Inside a factory near this lakeside city, a man holding a blowtorch is putting the finishing touches on a plastic rain barrel that will soon make its way to a home and garden section somewhere in America.
He is Talib Alzamel, a 45-year-old Syrian refugee who arrived here last summer with his wife and five children. He can’t speak much English, but neither can most of the 40 refugees who work at Sterling Technologies, a plastic molding company based near the shores of Lake Erie. They earn $8-14 an hour.
The refugees at Sterling come from all over the world, from Syria to Sudan, Chad to Bhutan. And they’ve all passed the company’s standard drug test.
“In our lives, we don’t have drugs,” said Alzamel, who was hired within three months after arriving in Pennsylvania. “We don’t even know what they look like or how to use them.”
But for an increasing number of American-born workers, passing drug tests is a big problem.
The percentage of American workers testing positive for illegal drugs has climbed steadily over the last three years to its highest level in a decade, according to Quest Diagnostics, which performed more than 10 million employment drug screenings last year. The increase has been fueled in part by rural America’s heroin epidemic and the legalization of recreational marijuana in states like Colorado.
With roughly half of US employers screening for drugs, failed tests have real consequences for the economy.
More than 9% of employees tested positive for one or more drugs in oral fluid screenings in 2015, the most recent year for which data was available. And the problem is even worse at places like Sterling Technologies.
“Twenty percent of the people are failing,” said Cary Quigley, the company’s president. “We’re seeing positive tests anywhere from marijuana through amphetamines, right all the way through crystal meth and heroin.”

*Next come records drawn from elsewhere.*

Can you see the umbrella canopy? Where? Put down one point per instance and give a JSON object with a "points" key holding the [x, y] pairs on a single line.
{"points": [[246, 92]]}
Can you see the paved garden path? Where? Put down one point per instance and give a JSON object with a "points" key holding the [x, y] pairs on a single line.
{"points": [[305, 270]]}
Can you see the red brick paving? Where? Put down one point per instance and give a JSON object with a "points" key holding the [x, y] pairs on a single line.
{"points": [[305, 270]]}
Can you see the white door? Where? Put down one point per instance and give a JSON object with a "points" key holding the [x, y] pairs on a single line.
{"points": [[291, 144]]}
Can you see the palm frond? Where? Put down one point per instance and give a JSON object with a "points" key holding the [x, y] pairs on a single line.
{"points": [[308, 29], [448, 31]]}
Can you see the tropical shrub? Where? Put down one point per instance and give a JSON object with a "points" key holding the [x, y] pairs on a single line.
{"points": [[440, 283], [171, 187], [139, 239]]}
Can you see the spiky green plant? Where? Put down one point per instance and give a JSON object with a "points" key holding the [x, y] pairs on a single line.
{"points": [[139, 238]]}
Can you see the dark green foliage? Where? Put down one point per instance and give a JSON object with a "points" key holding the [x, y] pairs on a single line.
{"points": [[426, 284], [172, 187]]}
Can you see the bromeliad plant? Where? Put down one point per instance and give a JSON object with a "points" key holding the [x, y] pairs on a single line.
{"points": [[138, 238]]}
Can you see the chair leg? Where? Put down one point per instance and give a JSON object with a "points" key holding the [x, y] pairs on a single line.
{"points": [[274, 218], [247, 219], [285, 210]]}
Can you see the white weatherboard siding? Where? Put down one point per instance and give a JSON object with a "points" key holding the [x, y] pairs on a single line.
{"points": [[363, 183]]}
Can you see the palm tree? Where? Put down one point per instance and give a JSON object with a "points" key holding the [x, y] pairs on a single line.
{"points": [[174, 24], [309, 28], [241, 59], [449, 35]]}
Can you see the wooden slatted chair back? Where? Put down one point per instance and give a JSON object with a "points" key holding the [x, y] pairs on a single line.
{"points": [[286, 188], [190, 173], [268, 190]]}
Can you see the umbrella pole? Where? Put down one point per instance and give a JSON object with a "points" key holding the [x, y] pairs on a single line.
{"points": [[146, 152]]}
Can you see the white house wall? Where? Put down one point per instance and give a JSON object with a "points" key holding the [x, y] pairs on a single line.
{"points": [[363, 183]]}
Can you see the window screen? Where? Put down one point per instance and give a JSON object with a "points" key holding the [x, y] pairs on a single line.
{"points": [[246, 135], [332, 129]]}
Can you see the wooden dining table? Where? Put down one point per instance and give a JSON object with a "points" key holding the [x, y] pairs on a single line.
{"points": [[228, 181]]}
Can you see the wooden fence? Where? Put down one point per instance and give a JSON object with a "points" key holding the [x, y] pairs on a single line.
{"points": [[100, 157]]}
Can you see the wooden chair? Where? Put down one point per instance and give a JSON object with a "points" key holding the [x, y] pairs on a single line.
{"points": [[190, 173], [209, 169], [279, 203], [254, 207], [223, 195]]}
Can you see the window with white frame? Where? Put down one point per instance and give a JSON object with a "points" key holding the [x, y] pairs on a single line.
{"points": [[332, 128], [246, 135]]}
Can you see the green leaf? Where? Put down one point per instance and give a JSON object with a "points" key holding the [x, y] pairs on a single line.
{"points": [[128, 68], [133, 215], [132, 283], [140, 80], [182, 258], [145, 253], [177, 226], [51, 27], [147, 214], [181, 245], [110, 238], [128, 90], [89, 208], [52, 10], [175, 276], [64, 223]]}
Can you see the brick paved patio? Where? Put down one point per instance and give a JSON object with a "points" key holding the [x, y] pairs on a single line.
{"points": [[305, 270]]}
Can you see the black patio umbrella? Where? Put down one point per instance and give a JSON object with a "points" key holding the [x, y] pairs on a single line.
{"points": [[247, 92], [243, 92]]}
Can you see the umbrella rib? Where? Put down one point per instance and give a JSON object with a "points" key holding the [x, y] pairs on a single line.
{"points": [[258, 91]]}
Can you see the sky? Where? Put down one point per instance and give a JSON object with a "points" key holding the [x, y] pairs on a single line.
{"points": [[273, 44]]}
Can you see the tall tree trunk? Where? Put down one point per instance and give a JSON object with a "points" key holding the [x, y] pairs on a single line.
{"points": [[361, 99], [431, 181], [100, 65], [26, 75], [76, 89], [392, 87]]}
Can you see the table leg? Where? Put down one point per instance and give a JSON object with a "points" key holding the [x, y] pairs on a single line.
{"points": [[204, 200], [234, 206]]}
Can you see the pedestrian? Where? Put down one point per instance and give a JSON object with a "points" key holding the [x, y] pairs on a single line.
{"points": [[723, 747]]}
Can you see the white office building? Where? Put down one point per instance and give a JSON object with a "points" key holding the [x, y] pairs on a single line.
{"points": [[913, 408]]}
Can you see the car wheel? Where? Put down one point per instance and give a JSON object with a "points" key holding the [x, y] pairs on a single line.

Which is why refugees like Alzamel, despite some language barriers, are quickly snapping up jobs.
“The big factories … they have a problem with the drugs, so like every time they fire someone, they replace him with the refugee, to be honest,” said Bassam Dabbah, who works at a US Committee for Refugees and Immigrants field office in Erie. “The only barrier is the language, but they are picking it up very quick.”